I am referring to Hinduism that is open. Hinduism that is embracing. Hinduism that is dialogic. Hinduism that is decent.
Hinduism that I believed in my heart of hearts would withstand the Sanghi hate-filled propaganda machine and indoctrination camps.
As a stroke of irony, Hindutva has ushered in this death of Hinduism. The Sangh’s hate filled ideology has turned the spirit of Hindu India into a murderous collective that is all set to avenge its fictive concoction of the Muslim threat.
The imagery of Muslim violence is paradoxically the ideological tool for ongoing Hindu violence on India’s Muslim minorities, routinized into the everyday fabric of Hindu India. The Hindutvavadi state is an accomplice to, enabler of, and sponsor of this Hindutva violence.
All the civilizational talk of the revival of Hindu culture spearheaded by the Sangh stands in for the image of a Hindu India that is dark, primitive, and backward.
The Sanghi India is the harbinger for the degeneration of India into a Talibanesque nightmare for its Muslim minorities.
The Hindutvavadi version of Hinduism is regressive. Without any redeeming qualities. Bereft of its humanity. Bereft of its capacity to embrace a world of differences. Threat to India’s democracy and its constitutional legitimacy.
I mourn the death of Hinduism in the hands of Hindutva.
I am reminded that almost two decades back, in the U.S. Midwest as a graduate student, when prodded with naïve American comments such as, “You guys chant to the naked goddess [referring to Kali],” thinking to myself, “Hinduism [albeit referring to a privileged version of the religion] as a worldview, at least the worldview I grew up with, teaches syncretism.”
My Hinduism taught me to come to other diverse spiritual traditions with an open heart, not the close-mindedness that is the hallmark of Hindutva.
In the Midwest then, there were hardly any temples. When looking for inner conversations, I found solace in Churches. The conversation with the pastors or the bible reading groups at the churches would unfold somewhat like this:
“Do you believe in Christ?” the pastor would ask.
I would respond, “Yes. In fact, my grandmother’s altar at home had an image of Christ sitting beside images of Kali and Durga.”
The pastor would walk away befuddled, “How could you believe in all these pathways? That sounds confused.”
In fact, that my grandmother had an altar in our mostly Marxist household and carried out her everyday rituals of prayers amid all the trade union activism in my household spoke to the syncretism that formed the fabric of India.
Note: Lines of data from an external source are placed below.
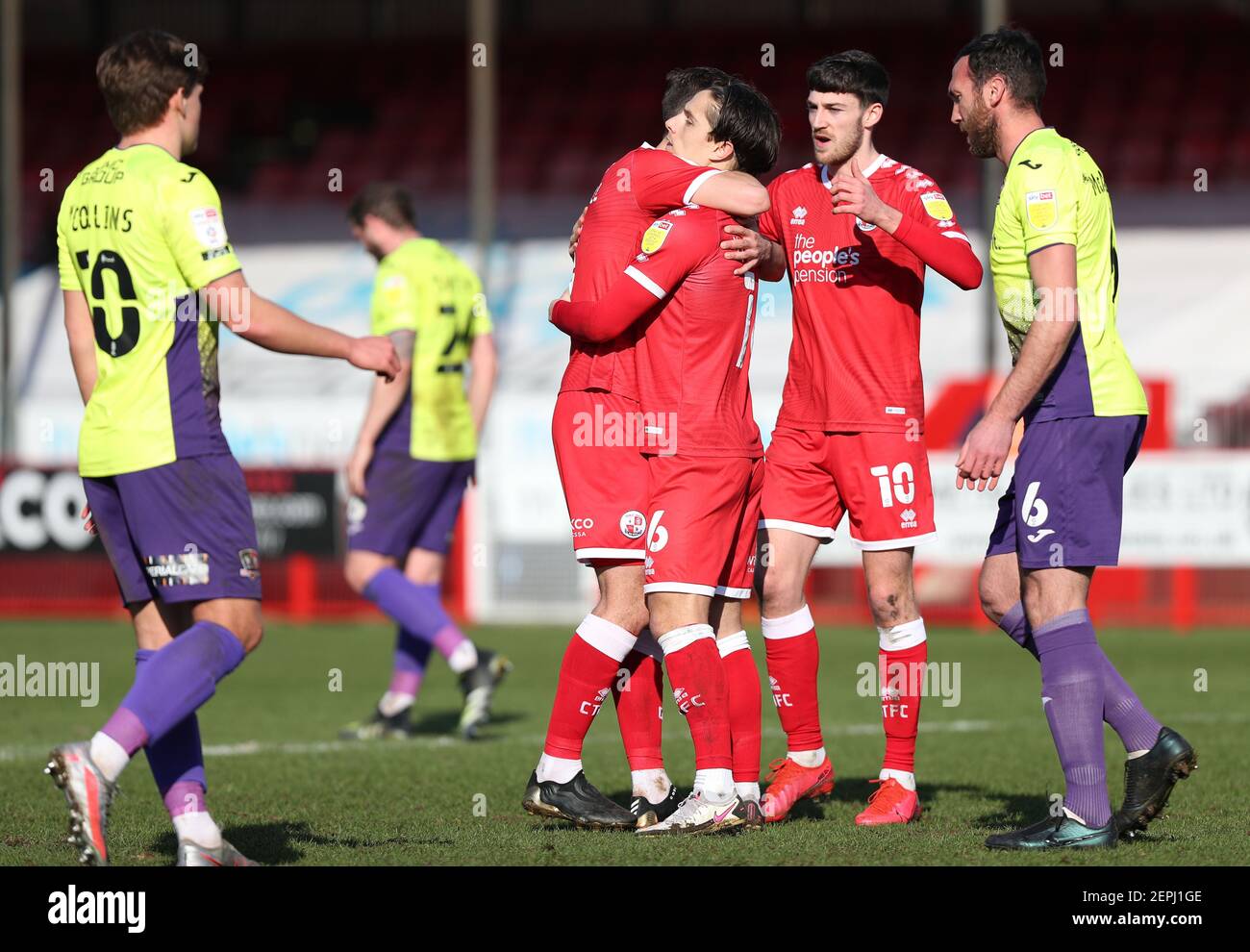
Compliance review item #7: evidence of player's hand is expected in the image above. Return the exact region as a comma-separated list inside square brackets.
[347, 338, 401, 384]
[829, 159, 892, 225]
[569, 205, 590, 258]
[547, 284, 572, 323]
[720, 225, 769, 275]
[955, 413, 1015, 492]
[347, 443, 374, 498]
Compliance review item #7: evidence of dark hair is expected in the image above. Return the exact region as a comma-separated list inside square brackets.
[808, 50, 890, 109]
[95, 30, 209, 135]
[708, 78, 782, 176]
[347, 183, 416, 229]
[955, 26, 1046, 113]
[660, 66, 733, 122]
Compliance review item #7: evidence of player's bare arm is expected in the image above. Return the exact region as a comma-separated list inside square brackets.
[830, 158, 983, 291]
[347, 331, 416, 498]
[547, 272, 657, 343]
[720, 225, 785, 281]
[829, 156, 903, 235]
[204, 271, 400, 380]
[62, 291, 97, 405]
[469, 334, 499, 436]
[955, 245, 1080, 491]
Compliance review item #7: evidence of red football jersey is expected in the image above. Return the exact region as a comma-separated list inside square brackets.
[625, 205, 763, 458]
[760, 155, 980, 433]
[560, 145, 719, 400]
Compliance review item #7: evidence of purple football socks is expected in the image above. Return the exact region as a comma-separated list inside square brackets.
[363, 567, 467, 657]
[1034, 609, 1112, 827]
[135, 648, 208, 817]
[101, 621, 246, 756]
[388, 627, 434, 697]
[999, 602, 1162, 753]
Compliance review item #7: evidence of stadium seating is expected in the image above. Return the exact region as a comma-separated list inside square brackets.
[22, 13, 1250, 260]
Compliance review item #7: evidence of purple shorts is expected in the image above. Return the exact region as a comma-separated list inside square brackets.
[83, 454, 260, 605]
[985, 416, 1146, 568]
[347, 450, 474, 564]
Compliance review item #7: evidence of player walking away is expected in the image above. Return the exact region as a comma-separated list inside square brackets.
[341, 184, 512, 739]
[551, 80, 780, 836]
[524, 67, 767, 830]
[949, 29, 1197, 849]
[46, 30, 399, 865]
[724, 50, 982, 826]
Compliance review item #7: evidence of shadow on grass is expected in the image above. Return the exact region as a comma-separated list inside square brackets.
[147, 821, 455, 865]
[412, 711, 525, 739]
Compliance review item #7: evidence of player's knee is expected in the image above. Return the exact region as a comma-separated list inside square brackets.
[976, 572, 1020, 625]
[594, 598, 650, 635]
[342, 555, 378, 594]
[235, 618, 265, 655]
[867, 585, 915, 629]
[758, 568, 804, 618]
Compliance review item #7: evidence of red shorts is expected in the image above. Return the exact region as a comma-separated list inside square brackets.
[760, 426, 937, 550]
[642, 456, 763, 598]
[551, 389, 646, 564]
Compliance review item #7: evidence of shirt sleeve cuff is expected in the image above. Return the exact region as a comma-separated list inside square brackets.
[682, 168, 724, 205]
[625, 264, 669, 301]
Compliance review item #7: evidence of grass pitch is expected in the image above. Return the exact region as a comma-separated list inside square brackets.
[0, 619, 1250, 865]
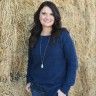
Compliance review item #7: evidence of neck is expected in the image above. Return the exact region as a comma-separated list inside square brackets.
[41, 27, 52, 35]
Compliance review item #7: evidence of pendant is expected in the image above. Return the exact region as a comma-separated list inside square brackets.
[41, 63, 44, 68]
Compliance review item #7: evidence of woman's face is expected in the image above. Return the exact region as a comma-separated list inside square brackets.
[39, 6, 55, 27]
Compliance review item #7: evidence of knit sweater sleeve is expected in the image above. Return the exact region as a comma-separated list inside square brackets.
[61, 29, 78, 94]
[26, 47, 32, 83]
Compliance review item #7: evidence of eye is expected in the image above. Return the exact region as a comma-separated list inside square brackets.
[42, 12, 46, 14]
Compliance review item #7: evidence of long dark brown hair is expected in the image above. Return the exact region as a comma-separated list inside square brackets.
[29, 1, 61, 47]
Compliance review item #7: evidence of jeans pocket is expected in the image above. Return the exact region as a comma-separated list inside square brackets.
[31, 83, 47, 96]
[32, 90, 46, 96]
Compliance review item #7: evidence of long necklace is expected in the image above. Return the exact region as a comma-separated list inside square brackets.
[40, 37, 50, 68]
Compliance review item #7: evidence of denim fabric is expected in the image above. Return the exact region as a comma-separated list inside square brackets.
[31, 83, 68, 96]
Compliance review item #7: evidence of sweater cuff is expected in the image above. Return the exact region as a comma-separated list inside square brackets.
[60, 85, 71, 94]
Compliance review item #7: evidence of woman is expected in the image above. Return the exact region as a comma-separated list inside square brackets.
[26, 1, 77, 96]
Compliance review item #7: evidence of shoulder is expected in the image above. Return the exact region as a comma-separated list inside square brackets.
[60, 27, 70, 38]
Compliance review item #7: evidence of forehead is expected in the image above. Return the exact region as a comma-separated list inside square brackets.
[41, 6, 53, 13]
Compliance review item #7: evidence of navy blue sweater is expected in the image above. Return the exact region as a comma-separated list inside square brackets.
[27, 28, 78, 96]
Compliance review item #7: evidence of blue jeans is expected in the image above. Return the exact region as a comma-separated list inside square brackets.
[31, 84, 68, 96]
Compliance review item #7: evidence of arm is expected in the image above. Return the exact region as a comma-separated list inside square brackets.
[26, 47, 32, 83]
[61, 30, 78, 94]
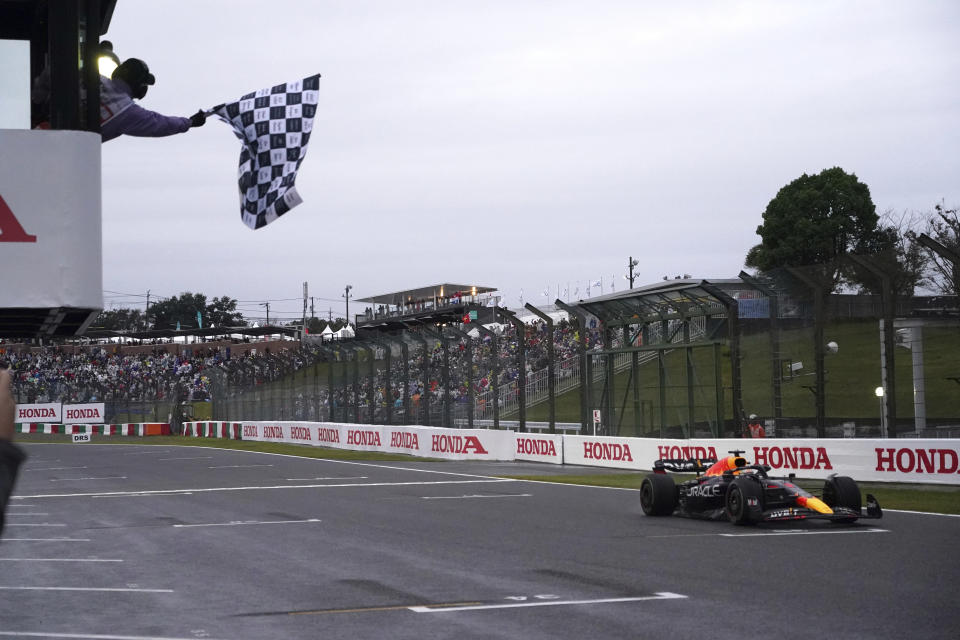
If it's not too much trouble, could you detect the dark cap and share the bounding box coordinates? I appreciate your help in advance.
[112,58,157,86]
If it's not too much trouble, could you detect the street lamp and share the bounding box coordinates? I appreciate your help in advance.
[873,387,887,438]
[343,284,353,327]
[623,256,640,289]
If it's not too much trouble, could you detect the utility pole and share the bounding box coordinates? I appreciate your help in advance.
[260,302,270,327]
[627,256,640,289]
[300,282,307,342]
[343,284,353,327]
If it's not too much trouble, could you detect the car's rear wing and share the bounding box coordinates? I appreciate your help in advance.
[653,458,717,474]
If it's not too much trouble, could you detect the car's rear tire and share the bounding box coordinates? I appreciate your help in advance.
[724,476,763,524]
[823,476,863,522]
[640,473,677,516]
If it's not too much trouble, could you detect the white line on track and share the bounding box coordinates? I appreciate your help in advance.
[0,586,173,593]
[90,491,193,498]
[121,444,179,456]
[284,476,368,482]
[50,476,127,482]
[717,529,890,538]
[23,474,519,498]
[173,518,320,529]
[0,558,123,562]
[883,509,960,518]
[420,493,533,500]
[3,538,90,542]
[0,631,223,640]
[207,464,273,469]
[0,631,225,640]
[408,591,687,613]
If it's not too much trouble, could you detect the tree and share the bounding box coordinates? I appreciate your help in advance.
[872,210,930,296]
[90,309,146,331]
[926,204,960,296]
[746,167,891,290]
[204,296,247,327]
[147,292,207,329]
[148,292,246,329]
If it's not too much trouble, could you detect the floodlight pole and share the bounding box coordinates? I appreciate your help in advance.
[739,271,783,420]
[524,302,557,433]
[423,326,453,429]
[786,267,827,438]
[497,307,527,433]
[553,298,591,433]
[446,325,476,429]
[477,324,500,429]
[627,256,640,289]
[847,254,897,437]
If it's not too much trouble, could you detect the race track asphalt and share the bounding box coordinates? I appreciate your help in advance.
[0,443,960,640]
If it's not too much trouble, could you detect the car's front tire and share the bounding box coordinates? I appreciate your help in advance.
[640,473,677,516]
[724,476,763,524]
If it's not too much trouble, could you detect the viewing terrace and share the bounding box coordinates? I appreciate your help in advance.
[353,283,500,329]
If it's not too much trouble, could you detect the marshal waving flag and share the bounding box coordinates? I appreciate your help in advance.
[210,73,320,229]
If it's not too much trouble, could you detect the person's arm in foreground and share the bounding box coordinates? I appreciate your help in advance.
[0,370,27,535]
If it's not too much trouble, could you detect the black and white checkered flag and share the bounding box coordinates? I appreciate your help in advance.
[210,73,320,229]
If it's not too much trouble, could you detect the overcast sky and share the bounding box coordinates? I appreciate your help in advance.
[1,0,960,318]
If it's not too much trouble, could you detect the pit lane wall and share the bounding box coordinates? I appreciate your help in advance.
[13,422,170,437]
[184,422,960,485]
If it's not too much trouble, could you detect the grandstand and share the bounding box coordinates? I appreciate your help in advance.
[7,279,960,436]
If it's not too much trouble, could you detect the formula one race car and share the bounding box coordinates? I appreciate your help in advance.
[640,451,883,524]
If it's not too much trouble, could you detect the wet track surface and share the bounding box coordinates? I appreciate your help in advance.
[0,444,960,640]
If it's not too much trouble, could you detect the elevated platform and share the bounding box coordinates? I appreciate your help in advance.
[0,307,100,338]
[354,283,500,331]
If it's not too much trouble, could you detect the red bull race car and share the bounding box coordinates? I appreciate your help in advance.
[640,451,883,525]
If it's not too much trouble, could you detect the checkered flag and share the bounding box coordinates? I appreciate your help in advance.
[210,73,320,229]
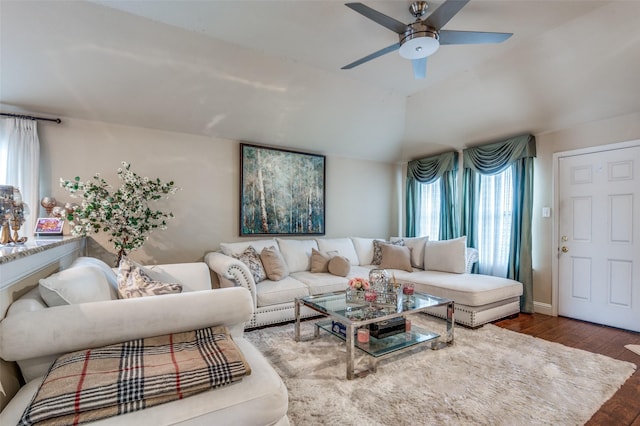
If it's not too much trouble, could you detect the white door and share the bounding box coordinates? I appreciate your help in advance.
[558,146,640,331]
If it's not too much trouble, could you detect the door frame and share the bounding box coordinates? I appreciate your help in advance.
[551,139,640,317]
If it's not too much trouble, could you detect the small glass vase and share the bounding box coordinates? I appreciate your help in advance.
[369,269,389,294]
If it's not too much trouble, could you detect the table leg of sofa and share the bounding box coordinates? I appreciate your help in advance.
[345,324,355,380]
[293,299,302,342]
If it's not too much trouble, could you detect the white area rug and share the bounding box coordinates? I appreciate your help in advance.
[245,315,636,426]
[624,345,640,355]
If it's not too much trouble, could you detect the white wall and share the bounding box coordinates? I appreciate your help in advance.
[533,113,640,307]
[39,118,398,263]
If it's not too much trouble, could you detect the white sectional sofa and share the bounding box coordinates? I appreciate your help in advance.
[0,258,289,426]
[205,237,523,329]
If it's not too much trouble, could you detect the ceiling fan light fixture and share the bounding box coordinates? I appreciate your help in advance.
[400,36,440,59]
[400,21,440,59]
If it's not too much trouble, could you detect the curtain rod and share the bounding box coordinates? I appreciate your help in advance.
[0,112,62,124]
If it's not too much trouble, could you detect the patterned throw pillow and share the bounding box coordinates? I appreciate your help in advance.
[328,256,351,277]
[371,240,404,265]
[232,246,267,284]
[260,246,289,281]
[118,257,182,299]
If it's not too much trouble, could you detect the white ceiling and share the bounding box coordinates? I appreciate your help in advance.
[0,0,640,160]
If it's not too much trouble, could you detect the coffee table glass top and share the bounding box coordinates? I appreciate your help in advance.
[302,293,451,323]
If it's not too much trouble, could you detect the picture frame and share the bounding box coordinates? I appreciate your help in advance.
[33,217,64,237]
[239,143,326,236]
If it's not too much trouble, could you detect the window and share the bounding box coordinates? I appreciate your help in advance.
[416,178,442,241]
[478,167,513,277]
[0,119,9,185]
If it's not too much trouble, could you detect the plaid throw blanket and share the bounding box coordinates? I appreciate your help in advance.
[19,327,251,425]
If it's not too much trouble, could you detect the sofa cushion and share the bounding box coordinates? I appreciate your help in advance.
[424,237,467,274]
[231,246,267,284]
[39,266,118,307]
[70,256,118,290]
[397,271,522,306]
[118,257,182,299]
[220,238,278,256]
[371,240,404,265]
[294,271,349,296]
[256,272,311,308]
[277,238,318,273]
[317,238,360,265]
[329,256,351,277]
[2,337,288,426]
[390,237,429,269]
[310,248,338,274]
[351,237,374,265]
[260,246,289,281]
[380,244,413,272]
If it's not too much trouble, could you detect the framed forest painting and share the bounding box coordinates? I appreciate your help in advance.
[240,144,325,236]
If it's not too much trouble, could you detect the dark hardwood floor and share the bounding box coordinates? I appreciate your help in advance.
[495,314,640,426]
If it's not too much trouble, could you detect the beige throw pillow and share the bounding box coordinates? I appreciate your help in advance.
[39,266,118,307]
[391,237,429,269]
[371,240,404,265]
[118,257,182,299]
[231,246,267,284]
[311,248,338,273]
[328,256,351,277]
[424,237,467,274]
[260,246,289,281]
[380,244,413,272]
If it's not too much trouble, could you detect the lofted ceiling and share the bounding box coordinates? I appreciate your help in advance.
[0,0,640,161]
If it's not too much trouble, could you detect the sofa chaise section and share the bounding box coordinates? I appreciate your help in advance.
[205,238,522,329]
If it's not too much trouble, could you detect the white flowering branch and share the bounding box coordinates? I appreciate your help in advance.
[60,161,178,263]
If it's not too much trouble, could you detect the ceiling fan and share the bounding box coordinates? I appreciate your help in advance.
[341,0,513,79]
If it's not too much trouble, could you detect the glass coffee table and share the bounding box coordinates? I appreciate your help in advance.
[295,292,455,380]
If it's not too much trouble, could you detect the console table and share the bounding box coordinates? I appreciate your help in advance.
[0,236,85,318]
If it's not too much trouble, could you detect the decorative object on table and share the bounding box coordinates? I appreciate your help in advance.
[369,269,389,293]
[402,283,415,306]
[239,144,325,236]
[0,185,29,244]
[346,277,371,302]
[40,197,57,216]
[33,217,64,237]
[346,269,402,307]
[357,328,369,343]
[369,317,407,339]
[60,161,178,266]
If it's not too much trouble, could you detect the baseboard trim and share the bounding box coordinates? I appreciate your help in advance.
[533,302,553,316]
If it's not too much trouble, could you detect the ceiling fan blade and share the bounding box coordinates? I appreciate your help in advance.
[340,42,400,70]
[345,3,407,34]
[411,57,427,80]
[438,30,513,45]
[425,0,469,31]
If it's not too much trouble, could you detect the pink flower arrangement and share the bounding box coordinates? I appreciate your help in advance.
[349,278,371,290]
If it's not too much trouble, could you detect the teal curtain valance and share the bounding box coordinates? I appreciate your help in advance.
[462,135,536,313]
[405,151,460,240]
[407,151,458,183]
[462,135,536,175]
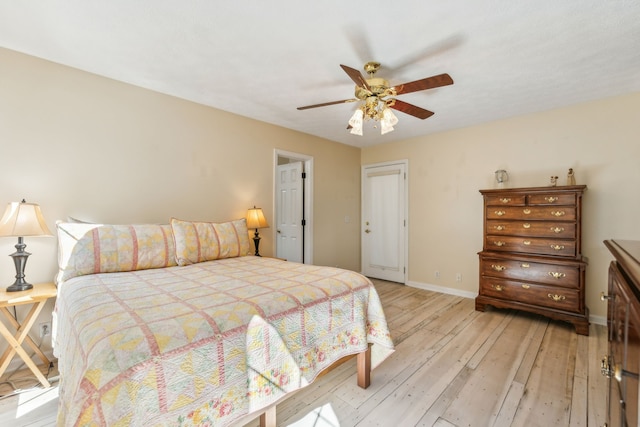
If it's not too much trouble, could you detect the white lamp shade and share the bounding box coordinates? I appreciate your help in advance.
[349,108,364,136]
[247,206,269,228]
[0,202,52,237]
[380,108,398,135]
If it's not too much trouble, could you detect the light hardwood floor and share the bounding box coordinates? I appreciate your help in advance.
[0,280,607,427]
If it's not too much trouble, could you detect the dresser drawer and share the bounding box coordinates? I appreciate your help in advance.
[485,194,527,206]
[529,193,576,205]
[486,206,576,221]
[484,235,576,257]
[480,277,581,313]
[480,257,580,289]
[487,219,576,240]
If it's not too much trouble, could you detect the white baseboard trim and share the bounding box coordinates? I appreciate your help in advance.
[407,281,607,326]
[589,315,607,326]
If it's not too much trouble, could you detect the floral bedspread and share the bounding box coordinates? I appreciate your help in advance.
[54,256,393,427]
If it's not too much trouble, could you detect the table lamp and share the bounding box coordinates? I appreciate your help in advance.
[247,206,269,256]
[0,199,52,292]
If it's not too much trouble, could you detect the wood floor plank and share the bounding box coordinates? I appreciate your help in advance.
[350,315,510,426]
[443,315,548,425]
[513,322,577,427]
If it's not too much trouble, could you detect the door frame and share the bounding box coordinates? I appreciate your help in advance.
[360,159,411,285]
[271,148,313,264]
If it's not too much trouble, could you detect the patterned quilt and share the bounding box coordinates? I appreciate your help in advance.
[54,256,393,427]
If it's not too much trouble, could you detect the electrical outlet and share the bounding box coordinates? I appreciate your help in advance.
[40,322,51,338]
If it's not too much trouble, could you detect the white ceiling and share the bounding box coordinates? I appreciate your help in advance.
[0,0,640,147]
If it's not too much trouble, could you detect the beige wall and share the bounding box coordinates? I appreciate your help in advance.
[362,94,640,320]
[0,49,360,358]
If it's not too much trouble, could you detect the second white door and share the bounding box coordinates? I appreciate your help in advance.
[276,162,304,262]
[362,162,407,283]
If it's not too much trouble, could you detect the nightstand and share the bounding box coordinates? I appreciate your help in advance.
[0,283,57,387]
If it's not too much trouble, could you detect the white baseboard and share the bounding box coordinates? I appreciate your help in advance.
[407,281,607,326]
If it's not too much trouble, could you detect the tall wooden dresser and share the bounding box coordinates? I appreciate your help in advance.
[476,185,589,335]
[602,240,640,427]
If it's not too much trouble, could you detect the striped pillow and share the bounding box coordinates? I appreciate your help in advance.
[56,222,176,282]
[171,218,251,265]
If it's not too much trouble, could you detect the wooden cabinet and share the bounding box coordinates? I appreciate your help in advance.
[476,185,589,335]
[601,240,640,427]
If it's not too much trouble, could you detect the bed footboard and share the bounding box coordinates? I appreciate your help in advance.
[260,344,371,427]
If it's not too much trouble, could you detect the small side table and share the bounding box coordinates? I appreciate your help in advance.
[0,283,58,387]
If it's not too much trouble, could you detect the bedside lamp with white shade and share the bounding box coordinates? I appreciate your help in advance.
[0,199,52,292]
[247,206,269,256]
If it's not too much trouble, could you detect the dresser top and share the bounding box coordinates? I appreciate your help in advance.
[480,185,587,194]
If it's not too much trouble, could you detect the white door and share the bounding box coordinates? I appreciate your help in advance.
[362,162,407,283]
[276,162,304,262]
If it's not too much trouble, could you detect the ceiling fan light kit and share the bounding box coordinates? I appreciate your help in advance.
[298,61,453,136]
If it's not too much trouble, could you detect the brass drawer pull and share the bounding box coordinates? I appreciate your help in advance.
[547,294,567,302]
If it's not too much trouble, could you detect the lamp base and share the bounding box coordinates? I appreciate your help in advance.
[7,237,33,292]
[253,228,262,256]
[6,281,33,292]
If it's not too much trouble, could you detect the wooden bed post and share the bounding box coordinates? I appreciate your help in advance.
[260,405,276,427]
[356,344,371,388]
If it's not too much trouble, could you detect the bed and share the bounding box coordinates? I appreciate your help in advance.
[53,219,393,426]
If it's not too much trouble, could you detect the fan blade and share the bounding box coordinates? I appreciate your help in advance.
[388,99,434,120]
[394,73,453,95]
[340,64,371,91]
[298,99,357,110]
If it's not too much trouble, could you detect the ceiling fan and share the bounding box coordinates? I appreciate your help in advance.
[298,61,453,135]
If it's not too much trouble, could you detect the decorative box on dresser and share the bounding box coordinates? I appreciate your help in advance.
[476,185,589,335]
[602,240,640,426]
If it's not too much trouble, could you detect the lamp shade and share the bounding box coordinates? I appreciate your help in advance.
[0,200,52,237]
[247,206,269,229]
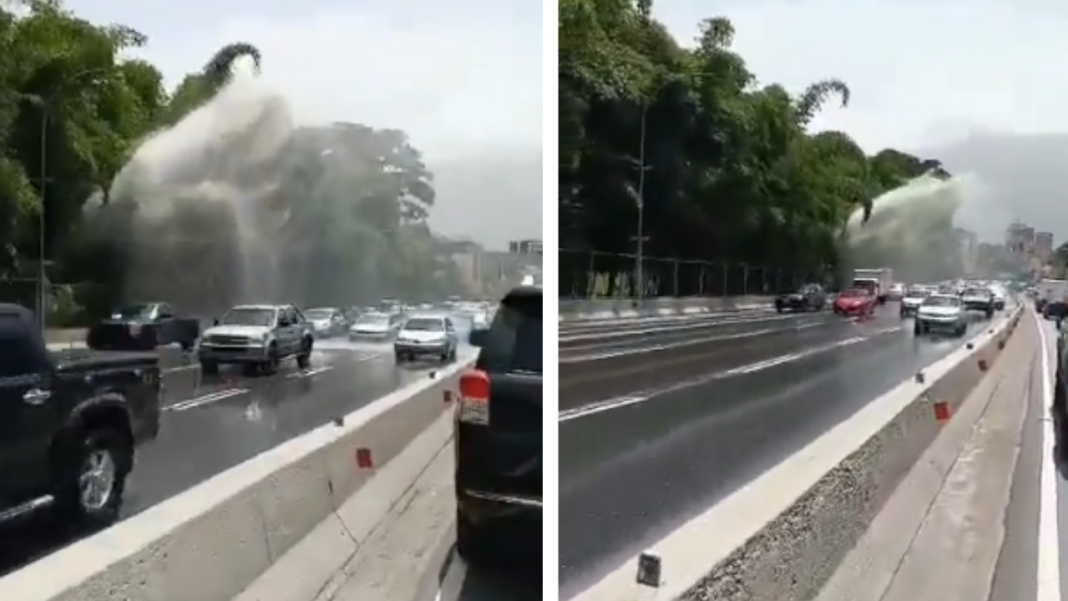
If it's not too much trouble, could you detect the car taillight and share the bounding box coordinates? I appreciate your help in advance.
[457,369,489,426]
Worldviews could co-exist in this India.
Often colliding worldviews found ways of making room for each other, being together and engaging each other in dialogue and debate. That these worldviews could debate with each other with the greatest of passions also meant that those espousing the worldviews could move on into the everydayness of co-existence after the debate was over.
Hinduism offered an openness to a world of plurivocal conversations.
The Sangh’s ideology is a deliberate attack on this Hinduism. From the RSS training camps to the yatras to the riots orchestrated by the Sangh, the attack on Hinduism has long been coming. And in each of these earlier instances of the Sangh-catalyzed attacks, many decent Indians have stood up to the attack on Indian democracy. Beside Muslims and Christians and Buddhists and Jains and Jews and non-believers, Hindus have stood up to counter the hate-filled propaganda of the Sangh.
In the current version of Sangh’s India, the lynching of Muslims has also marked the systematic death of this Hinduism that is open and syncretic.
The karma of Hinduism, soaked in the blood of its Muslim minorities, has ushered in the degeneration of Hinduism itself. Now is urgently the time for decent Hindus to stand up and be counted.
I hope that the answer to my question, “Are there any decent Hindus left?” that began with a negative is yes.
Now is the time for Hindus that think of themselves as decent and progressive and embracing to step out in large numbers, joining hands with Muslims and Christians and Buddhists and Jains and Jews and non-believers, to decry the unholy Hinduism of hatred cultivated by the Sangh.
It is time that the Sanghi ideology of hatred is sent packing to its unholy pyre.